While implementation and evaluation of these demonstrations has moved slowly, perhaps with good reason given the significant needs of this population, CMS reported in January that the demonstrations have shown “early signs of progress” in improving quality and lowering costs for participating Medicare-Medicaid dual-eligible beneficiaries. Recent results from demonstrations in Massachusetts, Minnesota, and Washington show trends suggesting lower rates of hospital admissions, high rates of beneficiary satisfaction, and Medicare savings for Washington’s managed fee-for-service demonstration. CMS announced in January that these three states will be extending their demonstrations for two additional years.

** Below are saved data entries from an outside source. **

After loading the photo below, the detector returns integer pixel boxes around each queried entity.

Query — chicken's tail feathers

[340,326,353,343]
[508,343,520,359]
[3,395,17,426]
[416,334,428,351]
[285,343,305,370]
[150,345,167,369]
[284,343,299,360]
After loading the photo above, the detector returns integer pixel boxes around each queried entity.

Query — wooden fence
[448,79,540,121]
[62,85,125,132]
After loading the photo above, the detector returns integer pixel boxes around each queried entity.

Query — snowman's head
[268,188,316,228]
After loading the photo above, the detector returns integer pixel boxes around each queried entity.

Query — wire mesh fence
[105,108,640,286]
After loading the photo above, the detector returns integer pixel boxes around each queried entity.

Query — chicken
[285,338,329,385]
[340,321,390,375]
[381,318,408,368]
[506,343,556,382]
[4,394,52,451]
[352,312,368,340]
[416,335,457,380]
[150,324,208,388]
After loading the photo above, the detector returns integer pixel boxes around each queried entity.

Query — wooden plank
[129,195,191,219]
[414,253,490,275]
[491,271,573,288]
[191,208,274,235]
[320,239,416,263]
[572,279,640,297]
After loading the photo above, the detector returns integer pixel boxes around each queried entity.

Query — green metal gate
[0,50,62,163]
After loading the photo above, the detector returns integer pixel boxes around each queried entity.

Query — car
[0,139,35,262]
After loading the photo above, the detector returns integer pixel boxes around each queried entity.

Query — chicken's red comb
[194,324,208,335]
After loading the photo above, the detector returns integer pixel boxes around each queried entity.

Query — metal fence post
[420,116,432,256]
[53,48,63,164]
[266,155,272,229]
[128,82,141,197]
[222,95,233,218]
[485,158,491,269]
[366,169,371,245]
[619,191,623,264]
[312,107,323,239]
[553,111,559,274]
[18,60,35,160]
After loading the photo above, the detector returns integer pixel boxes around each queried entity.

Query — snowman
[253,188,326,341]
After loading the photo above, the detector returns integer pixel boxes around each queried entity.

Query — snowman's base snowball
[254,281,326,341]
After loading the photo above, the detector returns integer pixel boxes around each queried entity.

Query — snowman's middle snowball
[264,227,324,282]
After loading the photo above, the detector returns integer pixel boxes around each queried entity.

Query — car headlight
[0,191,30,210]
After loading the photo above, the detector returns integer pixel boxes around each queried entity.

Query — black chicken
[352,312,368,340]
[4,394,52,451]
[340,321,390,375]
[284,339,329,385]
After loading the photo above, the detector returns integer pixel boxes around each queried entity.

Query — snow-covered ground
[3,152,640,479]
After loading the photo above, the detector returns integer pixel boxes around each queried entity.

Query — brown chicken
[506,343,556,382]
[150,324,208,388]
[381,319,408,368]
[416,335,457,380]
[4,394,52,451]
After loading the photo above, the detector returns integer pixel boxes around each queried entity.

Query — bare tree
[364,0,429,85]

Improving quality and lowering costs for dual-eligible beneficiaries is a significant undertaking. Medicaid reform discussions rarely center around these high-need, high-cost individuals, even though they account for one out of three dollars spent in the Medicaid program.

While greater integration of Medicare and Medicaid services and alignment of financing incentives has the potential to improve quality and lower the total cost of care for dual-eligible beneficiaries, success depends on the structure of the care delivery models, and states’ ability to invest in promising care models. As Congress debates the scope of state flexibility in the Medicaid program, as well as the level of federal spending, policymakers should carefully consider how changes to Medicaid will impact care and costs for these individuals.